2. the allelic method of TAP is identified in the SNPs combination according to claim 1, it is characterized in that, shown in the allelic gene typing according to the form below of the SNP somatotype combination correspondence of said TAP1:
3. the allelic method of TAP is identified in the SNPs combination according to claim 1, it is characterized in that, shown in the allelic gene typing according to the form below of the SNP somatotype combination correspondence of said TAP2:
4. identify the allelic method of TAP like claim 1 or 2 or 3 said SNPs combinations, it is characterized in that, adopt TaqMan PCR to detect the SNP somatotype.

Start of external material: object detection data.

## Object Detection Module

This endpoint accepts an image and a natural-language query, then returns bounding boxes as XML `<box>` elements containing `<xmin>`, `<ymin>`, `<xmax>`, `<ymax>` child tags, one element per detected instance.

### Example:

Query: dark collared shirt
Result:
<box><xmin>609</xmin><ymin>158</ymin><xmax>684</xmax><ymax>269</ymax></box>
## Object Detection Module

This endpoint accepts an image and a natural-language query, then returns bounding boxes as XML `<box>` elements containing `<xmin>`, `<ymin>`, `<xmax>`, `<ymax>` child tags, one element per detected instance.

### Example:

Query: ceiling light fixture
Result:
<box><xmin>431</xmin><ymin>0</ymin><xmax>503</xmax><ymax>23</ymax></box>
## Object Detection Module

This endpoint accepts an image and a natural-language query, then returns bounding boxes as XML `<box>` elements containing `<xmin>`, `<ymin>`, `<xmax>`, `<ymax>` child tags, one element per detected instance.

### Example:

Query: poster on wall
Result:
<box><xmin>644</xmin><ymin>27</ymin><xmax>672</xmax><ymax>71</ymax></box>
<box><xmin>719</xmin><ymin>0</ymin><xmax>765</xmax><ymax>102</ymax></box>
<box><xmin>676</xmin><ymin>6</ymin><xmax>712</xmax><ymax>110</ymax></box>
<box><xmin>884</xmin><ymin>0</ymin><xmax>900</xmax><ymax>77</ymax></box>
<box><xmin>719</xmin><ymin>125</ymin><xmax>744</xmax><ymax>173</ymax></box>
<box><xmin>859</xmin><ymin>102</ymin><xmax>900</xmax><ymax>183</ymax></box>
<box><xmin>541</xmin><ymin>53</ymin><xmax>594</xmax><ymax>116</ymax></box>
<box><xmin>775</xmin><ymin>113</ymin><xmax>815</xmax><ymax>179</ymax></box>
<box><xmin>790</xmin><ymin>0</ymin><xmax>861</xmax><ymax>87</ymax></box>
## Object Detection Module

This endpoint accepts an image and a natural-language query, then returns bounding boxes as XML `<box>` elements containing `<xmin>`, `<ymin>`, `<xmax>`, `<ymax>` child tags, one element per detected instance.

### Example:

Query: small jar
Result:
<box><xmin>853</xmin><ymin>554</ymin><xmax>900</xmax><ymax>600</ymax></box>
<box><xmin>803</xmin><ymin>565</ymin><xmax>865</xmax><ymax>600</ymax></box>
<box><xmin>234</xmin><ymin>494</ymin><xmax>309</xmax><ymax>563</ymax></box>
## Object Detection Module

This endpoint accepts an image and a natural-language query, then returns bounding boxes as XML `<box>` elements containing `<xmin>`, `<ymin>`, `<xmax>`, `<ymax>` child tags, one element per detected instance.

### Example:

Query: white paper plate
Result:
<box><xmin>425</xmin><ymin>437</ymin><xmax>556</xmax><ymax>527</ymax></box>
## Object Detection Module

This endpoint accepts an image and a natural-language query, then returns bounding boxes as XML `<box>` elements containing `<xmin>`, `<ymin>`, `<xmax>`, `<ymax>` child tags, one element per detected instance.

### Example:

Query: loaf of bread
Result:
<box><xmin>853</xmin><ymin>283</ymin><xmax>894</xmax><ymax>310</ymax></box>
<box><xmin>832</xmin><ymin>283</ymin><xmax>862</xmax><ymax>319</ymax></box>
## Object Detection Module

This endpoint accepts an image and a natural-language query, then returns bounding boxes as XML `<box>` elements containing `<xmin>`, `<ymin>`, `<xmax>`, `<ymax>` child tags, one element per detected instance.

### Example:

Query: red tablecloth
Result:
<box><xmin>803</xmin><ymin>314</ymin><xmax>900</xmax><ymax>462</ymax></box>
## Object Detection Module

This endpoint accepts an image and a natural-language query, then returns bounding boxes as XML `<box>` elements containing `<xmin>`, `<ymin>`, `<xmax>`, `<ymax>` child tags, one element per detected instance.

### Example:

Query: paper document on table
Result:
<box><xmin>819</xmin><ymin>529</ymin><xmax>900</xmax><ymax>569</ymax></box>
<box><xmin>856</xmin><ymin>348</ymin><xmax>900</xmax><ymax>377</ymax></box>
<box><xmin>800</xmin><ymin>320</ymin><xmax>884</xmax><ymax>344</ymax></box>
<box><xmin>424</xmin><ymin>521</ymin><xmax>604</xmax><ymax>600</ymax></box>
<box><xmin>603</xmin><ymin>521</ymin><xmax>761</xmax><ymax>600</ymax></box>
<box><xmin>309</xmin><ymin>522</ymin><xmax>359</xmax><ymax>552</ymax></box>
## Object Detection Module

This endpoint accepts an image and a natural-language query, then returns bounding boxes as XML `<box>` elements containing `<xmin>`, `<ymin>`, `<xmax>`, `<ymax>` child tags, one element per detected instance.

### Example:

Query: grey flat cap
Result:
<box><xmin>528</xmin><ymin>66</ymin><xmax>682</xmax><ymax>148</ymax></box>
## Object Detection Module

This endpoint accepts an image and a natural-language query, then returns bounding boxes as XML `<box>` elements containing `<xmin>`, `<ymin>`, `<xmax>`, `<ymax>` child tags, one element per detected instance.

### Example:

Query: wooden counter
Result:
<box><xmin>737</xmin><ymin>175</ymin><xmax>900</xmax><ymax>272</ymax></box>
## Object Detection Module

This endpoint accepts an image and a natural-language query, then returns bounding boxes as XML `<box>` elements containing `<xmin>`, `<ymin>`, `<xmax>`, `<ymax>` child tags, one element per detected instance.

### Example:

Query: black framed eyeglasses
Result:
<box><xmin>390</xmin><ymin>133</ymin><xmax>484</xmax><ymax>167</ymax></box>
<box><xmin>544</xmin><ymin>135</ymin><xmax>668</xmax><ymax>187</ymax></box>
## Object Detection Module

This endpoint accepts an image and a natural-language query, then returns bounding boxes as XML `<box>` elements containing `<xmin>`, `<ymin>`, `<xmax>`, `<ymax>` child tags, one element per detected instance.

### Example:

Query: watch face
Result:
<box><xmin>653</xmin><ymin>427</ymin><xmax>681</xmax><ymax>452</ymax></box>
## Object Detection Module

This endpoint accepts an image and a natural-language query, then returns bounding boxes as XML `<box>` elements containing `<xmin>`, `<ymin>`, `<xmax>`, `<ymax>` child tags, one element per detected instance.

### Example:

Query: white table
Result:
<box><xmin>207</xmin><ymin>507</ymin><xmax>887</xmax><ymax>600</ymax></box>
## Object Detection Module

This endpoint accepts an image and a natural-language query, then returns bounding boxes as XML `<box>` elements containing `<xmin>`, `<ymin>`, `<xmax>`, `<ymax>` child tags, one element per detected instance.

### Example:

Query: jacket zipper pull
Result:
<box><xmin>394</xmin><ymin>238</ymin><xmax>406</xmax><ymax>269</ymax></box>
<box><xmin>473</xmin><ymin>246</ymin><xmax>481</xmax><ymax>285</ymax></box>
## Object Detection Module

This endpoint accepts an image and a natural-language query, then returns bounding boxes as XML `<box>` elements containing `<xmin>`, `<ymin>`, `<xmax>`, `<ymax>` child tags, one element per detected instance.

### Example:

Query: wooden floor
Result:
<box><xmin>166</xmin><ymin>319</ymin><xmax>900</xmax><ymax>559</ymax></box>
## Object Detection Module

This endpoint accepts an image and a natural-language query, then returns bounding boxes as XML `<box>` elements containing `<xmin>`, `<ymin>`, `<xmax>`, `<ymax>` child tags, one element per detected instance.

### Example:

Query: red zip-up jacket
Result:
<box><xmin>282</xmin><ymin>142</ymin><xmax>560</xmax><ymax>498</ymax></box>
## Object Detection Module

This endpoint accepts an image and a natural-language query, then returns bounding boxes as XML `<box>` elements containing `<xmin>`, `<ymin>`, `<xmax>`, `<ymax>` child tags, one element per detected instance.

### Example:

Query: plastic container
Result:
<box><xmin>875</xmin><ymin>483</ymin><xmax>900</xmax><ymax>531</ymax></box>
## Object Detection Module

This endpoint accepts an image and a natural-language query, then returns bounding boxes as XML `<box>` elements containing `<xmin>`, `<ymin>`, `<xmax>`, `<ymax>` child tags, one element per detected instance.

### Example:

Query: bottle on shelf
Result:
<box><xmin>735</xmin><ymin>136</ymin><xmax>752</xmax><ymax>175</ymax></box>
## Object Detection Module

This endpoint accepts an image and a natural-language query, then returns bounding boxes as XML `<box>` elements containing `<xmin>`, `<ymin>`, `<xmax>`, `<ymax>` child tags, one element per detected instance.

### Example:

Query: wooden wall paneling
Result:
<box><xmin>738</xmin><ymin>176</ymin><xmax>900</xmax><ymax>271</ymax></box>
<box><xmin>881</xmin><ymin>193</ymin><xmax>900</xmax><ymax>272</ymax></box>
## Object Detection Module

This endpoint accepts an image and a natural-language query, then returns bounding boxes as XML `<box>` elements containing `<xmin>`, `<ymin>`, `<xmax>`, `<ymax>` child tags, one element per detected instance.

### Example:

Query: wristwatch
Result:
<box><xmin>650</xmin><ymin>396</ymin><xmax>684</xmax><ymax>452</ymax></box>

5. the allelic method of TAP is identified in said SNPs combination like claim 4, it is characterized in that, when adopting Taq Man PCR to detect the SNP somatotype, the corresponding relation of employed primer and probe is following when detecting TAP1 allelotrope:
Site: p599
Primer sequence:
F-GCTGAGCCATCTTGTAGAATCCA
R-GACTTAATATTTGTGCGTGACCTCTCT
The MGB probe sequence:
FAM-GGCCATCTCCCTTGGAGAAAGA
VIC-TGGCCATCTCCCCTGGAGAAAGA;
Site: p762
Primer sequence:
F-CCAAACACCTCTCCCTGCAA
R-TTCGTGGGTGACGGGATCT
The MGB probe sequence:
FAM-TGCACGTGGCCCATGGTGTT
VIC-CTGTGCACGTGACCCATGGTGTT;
Site: p997
Primer sequence:
F-TGCGAGGCCTATGTCTCTTG
R-TCTTGGGCAGAAGGAAAAGCA
The MGB probe sequence:
FAM-TCACCCTGATCACCCT
VIC-TCACCCTGGTCACCCT;
Site: p1910
Primer sequence:
F-TTCTCATCTTGGCCCTTTGCT
R-GGCCAACGCCACTGC
The MGB probe sequence:
FAM-CAGCCTCGTCTACCT
VIC-CAGCCTCGCCTACCT;
Site: p1943
Primer sequence:
F-TTCTCATCTTGGCCCTTTG
R-GGCATCATCCAGGATAAGTACACA
The MGB probe sequence:
FAM-CTGCCTGTTGCTGAC
VIC-CTGCCTGTCGCTGAC;
Site: p1983
Primer sequence:
F-CGTTGGCCCGAGCATTG
R-GCACTGGTGGCATCATCCA
The MGB probe sequence:
FAM-CCGGAAACCATGTGTAC
VIC-CCGGAAACCGTGTGTAC;
The corresponding relation of employed primer and probe is listed as follows when detecting TAP2 allelotrope:
Site: p1308
Primer sequence:
F-TTGGCTGTCGGTCCATGTA
R-CGGCTCTCCCATTCCTGTT
The MGB probe sequence:
FAM-TCTGCAGCTCCCACATTGCTGAG
VIC-TGCAGCTCCCACGTTGCTGAG;
Site: p1693
Primer sequence:
F-GTTCTCCGGTTCTGTGAGGAA
R-GCCGCCATCACCTTATCATCTT
The MGB probe sequence:
FAM-CCCATAAGTAATGTTG
VIC-CCATAAGCAATGTTG;
Site: p1951
Primer sequence:
F-TGCAGCCTGTGAGCAATCA
R-TGGTGTCCATCTCATTCCTGTCT
The MGB probe sequence:
FAM-CTGTGCGATCCCCACAGGAATTC
VIC-CGATCCCCACGGGAATTCCA。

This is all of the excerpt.